Humm yes, use the IP address instead.

nslookup engage.cloudflareclient.com
Server:		127.0.0.53
Address:	127.0.0.53#53

Non-authoritative answer:
Name:	engage.cloudflareclient.com
Address: 162.159.192.1
Name:	engage.cloudflareclient.com
Address: 2606:4700:d0::a29f:c001

So:
ip -4 route add 162.159.192.1/32 dev mob1s1a1 metric 0
An do the the same ip -6 route add 2606:4700:d0::a29f:c001/128 dev mob1s1a1 metric 0 for the IPv6 address if you have Ipv6 configured on the mobile interface.

mark129 · September 20, 2023, 10:26pm

root@teltonika129:~# ip -4 route add 162.159.192.1/32 dev mob1s2a1 metric 0
Cannot find device "mob1s2a1"
root@teltonika129:~#

flebourse · September 20, 2023, 10:29pm

The device is probably mob1s1a1 if you have only one sim.

mark129 · September 20, 2023, 10:31pm

flebourse · September 20, 2023, 10:35pm

Which firmware version do you use ?
Try to add the route via Network->Routing->Static Routes.

mark129 · September 20, 2023, 11:03pm

RUTX_R_00.07.04.5

I’m not sure how to add a dev route there (it requires an ipv4 gateway).
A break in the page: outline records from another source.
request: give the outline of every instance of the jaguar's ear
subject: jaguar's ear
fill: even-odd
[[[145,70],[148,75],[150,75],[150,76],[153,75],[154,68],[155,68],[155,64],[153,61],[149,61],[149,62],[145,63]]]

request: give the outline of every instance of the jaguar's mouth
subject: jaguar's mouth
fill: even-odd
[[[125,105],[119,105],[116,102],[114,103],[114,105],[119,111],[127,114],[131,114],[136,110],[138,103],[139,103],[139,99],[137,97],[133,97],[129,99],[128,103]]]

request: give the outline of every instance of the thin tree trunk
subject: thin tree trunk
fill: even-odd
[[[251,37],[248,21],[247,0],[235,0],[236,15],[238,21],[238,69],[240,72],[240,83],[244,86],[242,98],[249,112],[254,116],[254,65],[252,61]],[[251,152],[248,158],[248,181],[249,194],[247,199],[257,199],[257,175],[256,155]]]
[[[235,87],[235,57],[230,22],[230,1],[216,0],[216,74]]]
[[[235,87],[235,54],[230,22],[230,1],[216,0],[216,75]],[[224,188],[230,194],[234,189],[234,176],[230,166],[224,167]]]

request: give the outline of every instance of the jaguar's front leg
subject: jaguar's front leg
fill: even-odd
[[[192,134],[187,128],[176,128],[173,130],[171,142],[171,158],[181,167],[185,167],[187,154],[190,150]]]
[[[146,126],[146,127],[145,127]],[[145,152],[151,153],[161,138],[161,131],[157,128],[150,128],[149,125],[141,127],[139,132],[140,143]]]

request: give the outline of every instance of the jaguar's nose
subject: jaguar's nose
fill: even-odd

flebourse · September 20, 2023, 11:09pm

You don’t need an explicit gateway in this case, the target interface is enough.
After creating it, ip -4 route show will report:

162.159.192.1 dev qmimux0 proto static scope link

mark129 · September 21, 2023, 12:03am

I don’t think so: if i don’t fill the gateway field with a valid address, I cannot save any route (“some field are invalid” is the UI answer).

flebourse · September 21, 2023, 9:07am

Then add the following section at the end of /etc/config/network:

config route
        option table '254'
        option interface 'mob1s2a1_4'          
        option target '162.159.192.1'
        option netmask '255.255.255.255'
        option metric '0'

and restart it:

/etc/init.d/network restart

mark129 · September 21, 2023, 5:20pm

Thank you flebourse but I give it up: it’s too much of a hassle for me to just have a banal wireguard client running: these Teltonika routers are just ill-designed for such a basic task.

flebourse · September 21, 2023, 5:24pm

Try a last thing before giving up:
ip -4 route add 162.159.192.1 dev qmimux0 metric 0
and set the metric of the wireguard interface to 2 or 3 in Advanced settings.